Long may the ‘correction’ continue, I say, because although the enterprise displays stunning metrics relating to quality, I feel that the valuation had been getting ahead of itself. For example, the forward-looking earnings multiple for the current trading year to June 2020 is running just over 27.
Good figures
The underlying figures in this report are pretty good, as we’ve become used to. Turnover increased by just over 16% compared to the year before and profit before tax moved more than 14% higher. I reckon it’s worth focusing on the underlying figures because a one-off, back-dated royalty payment flattered last years results making today’s headline comparisons look weak — and the financial outcome here is not weak at all in reality.
However, City analysts following the firm don’t expect earnings to expand in the years ahead any faster than today’s outcome indicates. Because of that, I reckon there’s scope for a valuation down-rating. And if that happened, I’d be a keen buyer of the shares.
Yet I can’t ignore the firm’s robust and defensive-looking business model. A small team of 12 full-time equivalents toils daily to research, develop and commercially supply high-affinity monoclonal antibodies for use on blood-testing machines used by hospitals and other labs around the world.
As well as income from selling physical antibodies, Bioventix earns around 70% of its annual revenue from royalties generated when its customers resell diagnostic products incorporating Bioventix antibodies to their downstream end-users.
I like two things about the set-up. Firstly, those revenues work on a royalty system, which means they are uncapped and linked to the usage of the product. Secondly, that the sector strikes me as being un-correlated to general macroeconomic conditions, which means the cash flowing into the business is likely to remain steady.
Sticky revenues
Indeed, it takes between four and 10 years before the firm’s initial research work generates royalties because of the long development and approvals process required. One consequence of this is that “there is a natural continuity of use as a result of a reluctance by a customer to change from one antibody to another.”
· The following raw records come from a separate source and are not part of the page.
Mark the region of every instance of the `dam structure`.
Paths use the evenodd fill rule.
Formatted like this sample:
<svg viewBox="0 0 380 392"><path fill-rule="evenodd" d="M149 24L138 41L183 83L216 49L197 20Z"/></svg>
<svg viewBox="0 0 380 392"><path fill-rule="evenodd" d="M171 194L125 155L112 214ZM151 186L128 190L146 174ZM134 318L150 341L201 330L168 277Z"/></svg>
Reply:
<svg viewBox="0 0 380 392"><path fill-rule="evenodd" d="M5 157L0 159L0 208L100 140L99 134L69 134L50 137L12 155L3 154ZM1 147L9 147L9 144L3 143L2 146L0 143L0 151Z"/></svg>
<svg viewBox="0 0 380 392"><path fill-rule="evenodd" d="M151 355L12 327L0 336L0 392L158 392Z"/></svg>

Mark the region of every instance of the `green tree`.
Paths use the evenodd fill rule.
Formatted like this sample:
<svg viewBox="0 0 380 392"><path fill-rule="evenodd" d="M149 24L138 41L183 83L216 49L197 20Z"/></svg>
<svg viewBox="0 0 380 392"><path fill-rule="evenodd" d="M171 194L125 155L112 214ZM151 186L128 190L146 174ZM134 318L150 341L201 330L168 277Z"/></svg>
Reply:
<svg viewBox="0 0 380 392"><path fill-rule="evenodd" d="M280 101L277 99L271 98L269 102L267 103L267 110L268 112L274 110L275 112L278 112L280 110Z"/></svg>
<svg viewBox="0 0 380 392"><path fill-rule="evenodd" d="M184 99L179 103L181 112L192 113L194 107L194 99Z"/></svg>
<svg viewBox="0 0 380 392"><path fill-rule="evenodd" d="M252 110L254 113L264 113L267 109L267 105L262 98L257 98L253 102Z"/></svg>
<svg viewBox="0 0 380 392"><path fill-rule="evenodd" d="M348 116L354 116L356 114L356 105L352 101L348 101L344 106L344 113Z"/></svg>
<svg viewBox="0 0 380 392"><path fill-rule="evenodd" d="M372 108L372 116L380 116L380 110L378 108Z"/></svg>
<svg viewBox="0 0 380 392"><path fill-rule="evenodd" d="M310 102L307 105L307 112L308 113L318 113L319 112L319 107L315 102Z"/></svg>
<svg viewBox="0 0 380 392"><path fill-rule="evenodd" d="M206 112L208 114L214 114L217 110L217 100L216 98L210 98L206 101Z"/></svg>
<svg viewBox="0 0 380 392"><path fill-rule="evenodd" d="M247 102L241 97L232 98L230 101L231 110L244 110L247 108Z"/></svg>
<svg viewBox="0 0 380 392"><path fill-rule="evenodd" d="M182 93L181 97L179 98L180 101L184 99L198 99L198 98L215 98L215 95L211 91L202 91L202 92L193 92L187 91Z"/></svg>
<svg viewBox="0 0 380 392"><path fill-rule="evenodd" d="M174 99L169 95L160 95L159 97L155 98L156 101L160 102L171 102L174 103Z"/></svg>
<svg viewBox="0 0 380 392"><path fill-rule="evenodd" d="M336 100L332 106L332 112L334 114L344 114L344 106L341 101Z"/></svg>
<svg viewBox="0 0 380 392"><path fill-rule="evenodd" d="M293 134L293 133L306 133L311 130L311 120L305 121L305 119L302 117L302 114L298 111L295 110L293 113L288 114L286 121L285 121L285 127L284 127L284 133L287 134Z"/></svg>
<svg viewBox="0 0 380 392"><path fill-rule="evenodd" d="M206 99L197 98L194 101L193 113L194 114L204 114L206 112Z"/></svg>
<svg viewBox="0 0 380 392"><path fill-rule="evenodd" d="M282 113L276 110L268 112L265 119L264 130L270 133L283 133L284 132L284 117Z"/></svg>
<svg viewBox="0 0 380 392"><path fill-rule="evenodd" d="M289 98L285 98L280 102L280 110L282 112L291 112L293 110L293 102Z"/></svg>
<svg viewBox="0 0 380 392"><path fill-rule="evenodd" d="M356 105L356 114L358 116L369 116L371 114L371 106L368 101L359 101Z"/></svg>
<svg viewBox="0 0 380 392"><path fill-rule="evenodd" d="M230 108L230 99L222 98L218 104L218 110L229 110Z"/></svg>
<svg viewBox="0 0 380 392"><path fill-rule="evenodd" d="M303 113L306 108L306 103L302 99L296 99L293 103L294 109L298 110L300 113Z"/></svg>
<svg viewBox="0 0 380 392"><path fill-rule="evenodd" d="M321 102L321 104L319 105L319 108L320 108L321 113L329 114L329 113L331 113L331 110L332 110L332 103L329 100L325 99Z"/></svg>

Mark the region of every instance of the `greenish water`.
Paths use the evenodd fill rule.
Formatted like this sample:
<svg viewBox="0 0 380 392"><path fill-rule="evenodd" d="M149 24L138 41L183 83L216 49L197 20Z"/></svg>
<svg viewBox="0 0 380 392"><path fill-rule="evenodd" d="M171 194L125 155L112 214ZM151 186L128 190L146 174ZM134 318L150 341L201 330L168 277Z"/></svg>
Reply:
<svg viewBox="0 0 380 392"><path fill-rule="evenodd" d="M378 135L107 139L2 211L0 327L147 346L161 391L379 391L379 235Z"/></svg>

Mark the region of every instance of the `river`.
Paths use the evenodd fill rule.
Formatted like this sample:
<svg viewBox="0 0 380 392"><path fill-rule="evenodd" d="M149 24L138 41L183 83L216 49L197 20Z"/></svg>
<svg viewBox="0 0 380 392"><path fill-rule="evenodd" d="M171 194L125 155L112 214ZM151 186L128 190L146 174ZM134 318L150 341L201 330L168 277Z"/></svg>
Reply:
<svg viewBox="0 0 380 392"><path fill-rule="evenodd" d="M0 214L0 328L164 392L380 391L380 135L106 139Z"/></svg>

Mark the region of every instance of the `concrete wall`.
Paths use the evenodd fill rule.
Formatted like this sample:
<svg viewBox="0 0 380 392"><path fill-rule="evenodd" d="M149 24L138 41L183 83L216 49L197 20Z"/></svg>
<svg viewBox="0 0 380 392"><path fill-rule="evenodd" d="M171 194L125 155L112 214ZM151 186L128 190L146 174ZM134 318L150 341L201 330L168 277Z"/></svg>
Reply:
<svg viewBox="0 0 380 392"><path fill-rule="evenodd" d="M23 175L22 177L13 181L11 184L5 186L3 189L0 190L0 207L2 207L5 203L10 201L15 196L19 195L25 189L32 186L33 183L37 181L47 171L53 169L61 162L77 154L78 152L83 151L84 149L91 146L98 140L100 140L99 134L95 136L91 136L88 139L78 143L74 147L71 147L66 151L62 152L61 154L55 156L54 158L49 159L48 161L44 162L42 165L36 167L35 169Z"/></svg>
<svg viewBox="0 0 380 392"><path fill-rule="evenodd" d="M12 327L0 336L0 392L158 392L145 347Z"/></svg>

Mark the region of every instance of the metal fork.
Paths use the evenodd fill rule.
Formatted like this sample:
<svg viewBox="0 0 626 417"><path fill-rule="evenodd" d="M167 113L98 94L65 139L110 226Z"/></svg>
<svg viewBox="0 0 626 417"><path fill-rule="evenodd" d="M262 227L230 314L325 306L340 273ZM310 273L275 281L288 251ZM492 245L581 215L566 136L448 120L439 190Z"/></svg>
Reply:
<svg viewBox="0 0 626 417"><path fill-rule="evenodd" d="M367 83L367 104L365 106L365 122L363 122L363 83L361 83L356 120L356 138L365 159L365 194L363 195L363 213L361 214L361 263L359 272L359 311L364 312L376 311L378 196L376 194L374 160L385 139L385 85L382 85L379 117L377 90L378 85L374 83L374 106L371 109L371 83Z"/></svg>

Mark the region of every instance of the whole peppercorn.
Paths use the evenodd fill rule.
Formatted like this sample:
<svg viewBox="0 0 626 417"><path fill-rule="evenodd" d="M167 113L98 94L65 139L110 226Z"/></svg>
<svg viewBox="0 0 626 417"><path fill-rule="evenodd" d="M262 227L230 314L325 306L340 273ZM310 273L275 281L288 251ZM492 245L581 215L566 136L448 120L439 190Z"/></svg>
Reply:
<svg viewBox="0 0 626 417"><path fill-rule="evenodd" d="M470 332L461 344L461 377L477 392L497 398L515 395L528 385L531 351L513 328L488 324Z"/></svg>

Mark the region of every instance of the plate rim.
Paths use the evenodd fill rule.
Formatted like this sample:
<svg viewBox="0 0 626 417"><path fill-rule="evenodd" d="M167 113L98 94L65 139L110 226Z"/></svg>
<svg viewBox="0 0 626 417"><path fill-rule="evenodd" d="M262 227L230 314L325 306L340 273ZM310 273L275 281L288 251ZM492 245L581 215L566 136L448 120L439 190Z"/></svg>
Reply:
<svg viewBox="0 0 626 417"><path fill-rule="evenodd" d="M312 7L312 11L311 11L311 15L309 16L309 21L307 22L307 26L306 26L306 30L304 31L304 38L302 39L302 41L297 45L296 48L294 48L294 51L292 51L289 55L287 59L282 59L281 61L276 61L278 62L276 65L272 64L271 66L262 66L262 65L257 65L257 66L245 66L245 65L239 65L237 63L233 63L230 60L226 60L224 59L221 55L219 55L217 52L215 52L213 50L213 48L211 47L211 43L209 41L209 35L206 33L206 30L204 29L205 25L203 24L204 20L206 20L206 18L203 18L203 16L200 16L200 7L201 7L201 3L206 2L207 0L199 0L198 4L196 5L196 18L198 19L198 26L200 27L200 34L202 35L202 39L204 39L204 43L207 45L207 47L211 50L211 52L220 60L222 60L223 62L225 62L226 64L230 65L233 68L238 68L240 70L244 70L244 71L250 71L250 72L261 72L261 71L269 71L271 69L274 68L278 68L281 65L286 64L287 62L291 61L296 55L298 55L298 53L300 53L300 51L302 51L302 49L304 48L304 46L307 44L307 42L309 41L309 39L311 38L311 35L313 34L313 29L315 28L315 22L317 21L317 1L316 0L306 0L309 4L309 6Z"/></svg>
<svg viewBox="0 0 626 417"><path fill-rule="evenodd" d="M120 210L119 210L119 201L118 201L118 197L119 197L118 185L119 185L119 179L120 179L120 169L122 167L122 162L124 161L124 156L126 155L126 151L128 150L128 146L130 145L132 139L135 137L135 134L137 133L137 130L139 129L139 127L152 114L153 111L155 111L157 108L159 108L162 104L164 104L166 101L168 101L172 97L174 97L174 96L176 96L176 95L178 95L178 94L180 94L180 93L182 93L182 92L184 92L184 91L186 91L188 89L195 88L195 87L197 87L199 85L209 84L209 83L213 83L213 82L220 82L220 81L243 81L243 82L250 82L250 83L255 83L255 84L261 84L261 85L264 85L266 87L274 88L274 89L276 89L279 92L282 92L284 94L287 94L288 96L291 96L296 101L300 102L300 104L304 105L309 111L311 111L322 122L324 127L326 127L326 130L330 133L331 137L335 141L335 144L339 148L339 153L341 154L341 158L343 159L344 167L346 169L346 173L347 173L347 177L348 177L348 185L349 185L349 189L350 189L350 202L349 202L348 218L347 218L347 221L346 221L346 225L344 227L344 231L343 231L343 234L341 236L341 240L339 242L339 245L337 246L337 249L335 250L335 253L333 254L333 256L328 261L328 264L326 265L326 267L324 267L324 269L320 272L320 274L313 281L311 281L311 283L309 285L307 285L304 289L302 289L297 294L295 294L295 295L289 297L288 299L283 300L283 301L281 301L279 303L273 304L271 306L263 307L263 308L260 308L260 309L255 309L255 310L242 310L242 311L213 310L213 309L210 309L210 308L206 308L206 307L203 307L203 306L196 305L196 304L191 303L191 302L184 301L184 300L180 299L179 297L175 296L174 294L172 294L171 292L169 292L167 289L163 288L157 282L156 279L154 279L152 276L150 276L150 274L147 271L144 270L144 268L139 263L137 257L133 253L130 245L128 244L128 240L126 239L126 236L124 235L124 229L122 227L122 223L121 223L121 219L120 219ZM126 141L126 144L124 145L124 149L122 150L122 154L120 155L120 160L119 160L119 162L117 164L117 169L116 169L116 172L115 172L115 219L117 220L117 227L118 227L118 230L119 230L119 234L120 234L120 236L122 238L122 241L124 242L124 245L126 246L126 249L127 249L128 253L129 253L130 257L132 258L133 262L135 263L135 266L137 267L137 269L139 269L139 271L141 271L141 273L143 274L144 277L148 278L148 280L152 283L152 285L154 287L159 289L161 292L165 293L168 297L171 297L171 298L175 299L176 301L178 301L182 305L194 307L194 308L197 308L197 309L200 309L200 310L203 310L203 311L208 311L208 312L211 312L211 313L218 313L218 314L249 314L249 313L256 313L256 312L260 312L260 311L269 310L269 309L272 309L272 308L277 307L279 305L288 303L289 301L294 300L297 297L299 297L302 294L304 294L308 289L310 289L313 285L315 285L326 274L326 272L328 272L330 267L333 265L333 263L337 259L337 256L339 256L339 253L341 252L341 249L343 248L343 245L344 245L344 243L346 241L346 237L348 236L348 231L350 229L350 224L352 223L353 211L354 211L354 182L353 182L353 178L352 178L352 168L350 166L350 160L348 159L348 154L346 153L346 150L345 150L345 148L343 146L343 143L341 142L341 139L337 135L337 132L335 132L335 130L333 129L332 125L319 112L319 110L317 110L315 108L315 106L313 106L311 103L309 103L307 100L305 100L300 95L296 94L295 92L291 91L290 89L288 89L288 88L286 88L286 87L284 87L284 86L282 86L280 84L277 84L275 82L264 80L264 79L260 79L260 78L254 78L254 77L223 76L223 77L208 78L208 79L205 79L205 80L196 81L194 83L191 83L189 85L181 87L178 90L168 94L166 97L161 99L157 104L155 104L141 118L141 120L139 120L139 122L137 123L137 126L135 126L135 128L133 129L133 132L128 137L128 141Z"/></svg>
And the prospect of steady cash inflow leads to decent dividends for shareholders, which Bioventix demonstrates in its dividend record. Ordinary dividend payments are around 200% higher than they were five years ago, and on top of that, the company announced a special dividend today of 47p. Without the special dividend, the yield stands at about 2.1% and with the special, it is around 3.5%.
I think the company is a decent bet for long-term growth and dividend income, and I’d be a buyer of the shares if the market knocks the valuation lower from where it is now. This one’s on my radar, and I’m poised to pounce!